Viking Lounge owner Carmen Hubert said that the proposal provides an added burden to business owners who are already struggling with the economic impacts caused by the COVID-19 pandemic. "I am concerned about the additional economic injury that will be on our shoulders now, because people will not want to come," Hubert said. She also believed that the county did not have enough funds to compensate businesses who needed to provide additional security measures.
Hubert continued, "as far as I'm concerned I don't think that there's any evidence..that will lead me to believe that you have any ability to control this mess once you relocate people here. It will only grow there."
Officials push for approval
In his statement, Goss also asked two things from the city of Olympia:One is, when this move happens, there is not allowed growth on upper Ensign Road. And most importantly, the second thing is that we ensure that the city acts as expeditiously as they can on the longer-term solution."
City officials also remained optimistic about the transfer. Lacey City Councilmember Carolyn Cox assured that individuals who will be relocated at the county-owned property are the most vulnerable, and "the most likely to be good neighbors." She shared, "I am comfortable with the responsible approach and safeguards proposed today."
Chair of the Regional Housing Council and Olympia City Councilmember Jim Cooper also spoke during the meeting. He shared that the community needs to see homelessness as a collective issue. "There’s no neighborhood in Thurston County that’s not touched by this crisis...there’s no neighborhood without homeless encampments near it and there’s no neighborhood without children...Its a failure of our society, and we have to do our best while we wait for larger interventions,” Cooper said.

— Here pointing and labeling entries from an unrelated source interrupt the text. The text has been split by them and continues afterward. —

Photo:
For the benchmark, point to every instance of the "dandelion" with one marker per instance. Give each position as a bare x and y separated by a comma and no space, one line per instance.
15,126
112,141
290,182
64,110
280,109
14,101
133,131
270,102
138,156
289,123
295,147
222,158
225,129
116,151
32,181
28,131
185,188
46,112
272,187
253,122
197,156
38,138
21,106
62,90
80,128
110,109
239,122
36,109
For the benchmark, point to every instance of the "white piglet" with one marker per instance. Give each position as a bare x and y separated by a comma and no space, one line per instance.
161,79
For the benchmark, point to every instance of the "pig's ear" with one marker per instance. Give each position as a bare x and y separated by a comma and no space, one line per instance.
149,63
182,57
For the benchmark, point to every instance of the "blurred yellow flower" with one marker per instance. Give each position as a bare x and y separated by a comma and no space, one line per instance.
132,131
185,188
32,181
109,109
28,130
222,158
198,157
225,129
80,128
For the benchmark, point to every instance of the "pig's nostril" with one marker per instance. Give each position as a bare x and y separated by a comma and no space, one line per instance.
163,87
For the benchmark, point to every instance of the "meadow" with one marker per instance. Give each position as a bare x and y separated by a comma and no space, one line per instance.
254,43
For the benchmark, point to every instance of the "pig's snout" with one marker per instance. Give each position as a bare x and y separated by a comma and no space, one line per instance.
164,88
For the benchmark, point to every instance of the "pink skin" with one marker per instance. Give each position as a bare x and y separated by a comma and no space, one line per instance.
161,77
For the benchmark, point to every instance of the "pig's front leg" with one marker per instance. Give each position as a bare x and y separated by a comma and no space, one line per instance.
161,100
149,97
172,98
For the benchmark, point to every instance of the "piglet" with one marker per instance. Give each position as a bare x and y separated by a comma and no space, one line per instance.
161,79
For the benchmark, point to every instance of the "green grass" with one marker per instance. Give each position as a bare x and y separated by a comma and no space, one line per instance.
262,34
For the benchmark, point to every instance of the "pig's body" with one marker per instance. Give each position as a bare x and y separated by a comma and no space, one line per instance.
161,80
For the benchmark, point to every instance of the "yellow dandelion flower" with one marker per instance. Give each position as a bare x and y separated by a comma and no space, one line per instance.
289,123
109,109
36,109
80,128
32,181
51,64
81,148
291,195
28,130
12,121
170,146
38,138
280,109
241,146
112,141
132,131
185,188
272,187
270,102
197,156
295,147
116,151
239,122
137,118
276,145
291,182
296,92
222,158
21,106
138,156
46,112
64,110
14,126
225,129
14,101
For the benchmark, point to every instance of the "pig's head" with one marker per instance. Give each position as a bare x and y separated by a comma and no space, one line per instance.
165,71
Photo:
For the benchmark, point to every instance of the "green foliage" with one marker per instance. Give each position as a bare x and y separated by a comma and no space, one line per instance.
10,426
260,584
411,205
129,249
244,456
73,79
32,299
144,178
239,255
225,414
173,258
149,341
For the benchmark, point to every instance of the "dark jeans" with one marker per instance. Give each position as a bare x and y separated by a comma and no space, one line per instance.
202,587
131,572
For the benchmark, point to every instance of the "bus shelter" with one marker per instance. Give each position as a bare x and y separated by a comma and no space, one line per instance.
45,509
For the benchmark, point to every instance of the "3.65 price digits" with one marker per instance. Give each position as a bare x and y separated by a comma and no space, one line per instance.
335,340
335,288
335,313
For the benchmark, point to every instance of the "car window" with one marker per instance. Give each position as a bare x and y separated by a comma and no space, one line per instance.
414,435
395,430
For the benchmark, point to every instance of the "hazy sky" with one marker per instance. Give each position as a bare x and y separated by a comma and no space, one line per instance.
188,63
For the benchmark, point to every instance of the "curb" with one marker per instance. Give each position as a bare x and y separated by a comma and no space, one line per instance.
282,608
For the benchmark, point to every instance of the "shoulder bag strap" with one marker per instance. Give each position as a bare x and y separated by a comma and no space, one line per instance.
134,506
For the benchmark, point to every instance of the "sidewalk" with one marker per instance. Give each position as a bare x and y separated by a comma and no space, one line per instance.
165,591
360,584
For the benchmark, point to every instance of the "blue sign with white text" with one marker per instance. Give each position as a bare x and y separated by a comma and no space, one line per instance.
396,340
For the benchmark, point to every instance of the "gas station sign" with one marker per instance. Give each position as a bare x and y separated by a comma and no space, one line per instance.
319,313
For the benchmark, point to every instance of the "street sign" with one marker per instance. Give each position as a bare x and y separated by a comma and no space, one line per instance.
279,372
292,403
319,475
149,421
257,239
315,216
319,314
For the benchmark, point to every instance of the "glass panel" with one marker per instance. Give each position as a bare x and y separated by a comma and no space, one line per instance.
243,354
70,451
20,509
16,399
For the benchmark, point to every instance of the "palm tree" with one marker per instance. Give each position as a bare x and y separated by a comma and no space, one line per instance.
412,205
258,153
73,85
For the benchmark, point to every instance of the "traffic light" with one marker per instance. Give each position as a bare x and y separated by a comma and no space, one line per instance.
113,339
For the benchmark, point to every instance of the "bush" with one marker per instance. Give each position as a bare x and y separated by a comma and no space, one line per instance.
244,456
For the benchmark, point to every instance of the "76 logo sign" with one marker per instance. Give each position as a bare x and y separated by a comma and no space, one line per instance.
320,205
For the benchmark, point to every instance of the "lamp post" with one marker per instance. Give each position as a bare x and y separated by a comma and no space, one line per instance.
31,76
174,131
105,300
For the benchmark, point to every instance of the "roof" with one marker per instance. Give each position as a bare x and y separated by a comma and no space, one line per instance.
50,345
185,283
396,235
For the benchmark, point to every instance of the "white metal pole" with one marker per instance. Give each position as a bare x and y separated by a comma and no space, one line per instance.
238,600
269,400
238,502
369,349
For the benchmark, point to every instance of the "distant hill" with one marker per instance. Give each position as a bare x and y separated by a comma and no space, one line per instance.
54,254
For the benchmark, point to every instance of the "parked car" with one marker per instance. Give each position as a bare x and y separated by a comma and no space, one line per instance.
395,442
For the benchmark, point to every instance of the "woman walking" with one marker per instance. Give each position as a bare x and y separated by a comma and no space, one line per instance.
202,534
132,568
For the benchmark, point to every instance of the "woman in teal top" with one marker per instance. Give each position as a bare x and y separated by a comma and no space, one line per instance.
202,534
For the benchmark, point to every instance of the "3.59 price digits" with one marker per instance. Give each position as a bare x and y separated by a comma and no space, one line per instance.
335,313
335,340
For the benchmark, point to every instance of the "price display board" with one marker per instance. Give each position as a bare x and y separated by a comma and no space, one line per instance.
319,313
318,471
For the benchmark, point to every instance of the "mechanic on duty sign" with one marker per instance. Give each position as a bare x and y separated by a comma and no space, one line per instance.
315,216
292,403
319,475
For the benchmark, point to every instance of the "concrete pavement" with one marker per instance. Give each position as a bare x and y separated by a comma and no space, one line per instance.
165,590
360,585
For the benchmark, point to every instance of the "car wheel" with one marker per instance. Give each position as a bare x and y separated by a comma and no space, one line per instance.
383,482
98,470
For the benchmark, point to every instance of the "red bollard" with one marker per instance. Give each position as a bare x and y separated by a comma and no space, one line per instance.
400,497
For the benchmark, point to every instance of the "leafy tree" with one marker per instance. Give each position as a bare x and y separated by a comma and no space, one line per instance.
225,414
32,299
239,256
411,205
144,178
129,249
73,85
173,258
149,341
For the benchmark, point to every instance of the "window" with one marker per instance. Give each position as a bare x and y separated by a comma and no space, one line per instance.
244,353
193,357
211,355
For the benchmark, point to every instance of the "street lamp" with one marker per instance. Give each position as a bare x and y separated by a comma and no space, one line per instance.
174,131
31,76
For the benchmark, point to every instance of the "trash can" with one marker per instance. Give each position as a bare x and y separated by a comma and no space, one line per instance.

Olympia Mayor Cheryl Shelby also offered a statement during the public hearing. She shared that homelessness is a complex issue which is caused by numerous factors. Shelby also explained that the city council had difficulty dealing with the Ensign Road Encampment due to funding and logistics issues.
“I know what unsanctioned camps look like and the impact that they have on surrounding neighbors; this will not be that situation,” the Olympia Mayor assured. She continued, “the hard truth is that local governments can't manage a problem as complex as homelessness, but not trying isn't an option.”
The commissioners unanimously agreed to hold off the motion for the approval of the MOU until the next BOCC meeting. “I don't think we have to move forward when we have doubts,” Commissioner Gary Edwards said.